Pfaelzer’s ruling affects K & R; Transportation, Harbor Express Inc., Rail Delivery Services Inc. and RWA Trucking Co.
The ruling provides independent haulers a measure of protection if their trucks are damaged while working for the four companies.
The four firms must now sign written agreements showing they will take “exclusive possession” of independently owned trucks for as long as they are contracting with the vehicles’ owners.
This prevents what drivers claim is the frequent tactic of companies trying to avoid liability by claiming trucks were hauling somebody else’s cargo at the time of an accident.
The agreements must also contain an itemized listing of all expenses deducted from drivers’ paychecks, which limits companies being able to overcharge drivers for insurance costs.
“(Companies) are already liable but they are now required to put it in writing,” said Stephen Glick, a Kumetz & Glick partner. “They don’t want to put it in writing because if they control the truck, they control the driver.
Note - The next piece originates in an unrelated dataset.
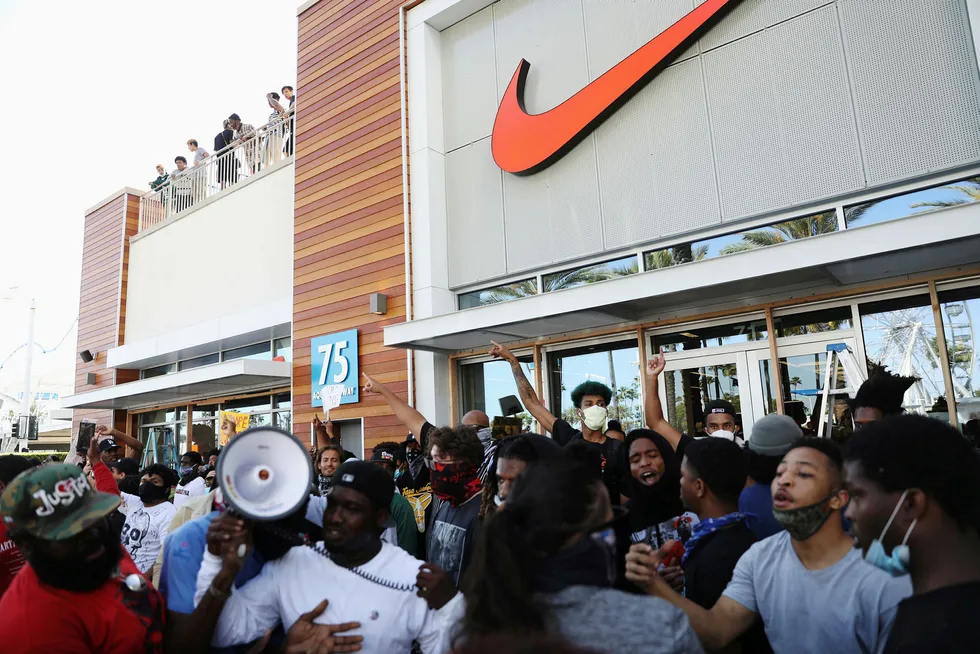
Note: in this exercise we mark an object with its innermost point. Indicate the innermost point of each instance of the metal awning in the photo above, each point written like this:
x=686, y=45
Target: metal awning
x=227, y=378
x=939, y=240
It is one more piece of evidence to show these drivers are employees.”
At least one of the companies, La Mirada-based Rail Delivery, said it has been issuing agreements since 1999 and only took out the language out because the Teamsters was trying to use the wording to show drivers are employees.
But the companies and trucking industry officials said nothing in the ruling will further the Teamsters’ cause.
“We believe that just because the language is required by federal regulation, it cannot be used as an indicator of employee status,” said Greg Stefflre, chief executive of Imagine Transport Group, which owns Rail Delivery Service.